During their early school years, both endured ostracism due to physical limitations - Byron because of his lame leg, Wilde due to his athletic inadequacies - but more than compensated it with their edacious consumption of books. By the age of 19 Byron had read close to four thousand novels, especially Shakespeare, whom he absorbed into himself and re-created within his own personal context. Similarly, Wilde vaunted an inordinate mastery of the written word, telling a friend, “I was looked upon as a prodigy by my associates because, quite frequently, I would, for a wager, read a three-volume novel in half an hour so closely as to be able to give an accurate resume of the plot of the story; by one hour’s reading I was enabled to give a fair narrative of the incidental scenes and the most pertinent dialogue.”
In itself such rapacious digestion of literature is a most noble and sublime endeavor, but within the milieu of an isolated boys school, it proved dangerous by introducing both Byron and Wilde to illegal if not controversial ideas that would eventually cause both to leave England. The traditional educational concentration on the classics ensured early introduction to the ideas of Greek and Roman Pederasty: “The ethos of boy worship at Harrow was encouraged by the classical studies that underpinned the curriculum.
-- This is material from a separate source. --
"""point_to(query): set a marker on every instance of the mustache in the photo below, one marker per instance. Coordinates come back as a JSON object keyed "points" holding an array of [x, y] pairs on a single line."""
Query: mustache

Byron and his contemporaries would have been familiar with heroic concepts of Greek love through their reading of Horace, Catullus, Virgil, Petronius…they were attuned to the ideal of the eremenos, beautiful youths such as Ganymede or Hyacinth pursued by the Greek gods.” In classical literature, however, beautiful adolescent boys (customarily between ages 12-18) were not only pursued by gods, but also by the erastes, or older male lover, who as a customary mentor, would inculcate manhood to the youth through education, training and sex. Like Byron, Wilde was introduced at Portora to such texts and eventually became so proficient in their translation, he left his peers behind in the task.
Byron biographer MacCarthy suggests the influence of these texts was not merely constrained to the world of ideas: “The sex life of the English public school has been made mysterious not just by the silence of each new generation of boys, but by retrospective secrecy, protective codes of loyalty, extending beyond school days far into manhood.” Indeed, Byron seemed to have practiced the Greek ideals while at Harrow - perhaps initialized by his seduction at 15 by Lord Grey de Ruthyn - confessing to a friend he had deflowered three peers. While according to Wilde - if, indeed, he is a credible witness of his own experience - his first homosexual experience did not occur until the age of 33 when, oddly enough, he was seduced and conquered by the worldly 17 year old, Robert Ross, the roots of his interest can be traced back to the age of 17 when he studied under notable Greek scholar J.P. Mahaffy, who taught him “how to love Greek things” and who “characterized” Greek homosexuality “as an ideal attachment between a man and a handsome youth”. Wilde would later acknowledge, “The refinement of Greek culture comes through the romantic medium of impassioned friendship; the freedom and gladness of the palaestra.” Wilde was also a student of pederasty promoter Walter Pater who, at the age of 35,was denied a proctorship because of his ongoing affair with a 19 year old undergraduate student.
These perspectives and experiences, thrust upon such tractable young souls, helped produce a narcissistic self-love in Oscar Wilde and a nostalgic longing for boyhood in Byron, who would later idealize his years at Harrow as an ideal time, rife with passionate friendships, which were the natural consequent of Greek ideals in action. As a result, both literary figures entered manhood teeming with contradictory desires, mood dysphoria and an underlying insecurity, which with some self-awareness they used to construct the foundation of their public charismatic personas, ultimately the very creation which enslaved them and led to their disgrace.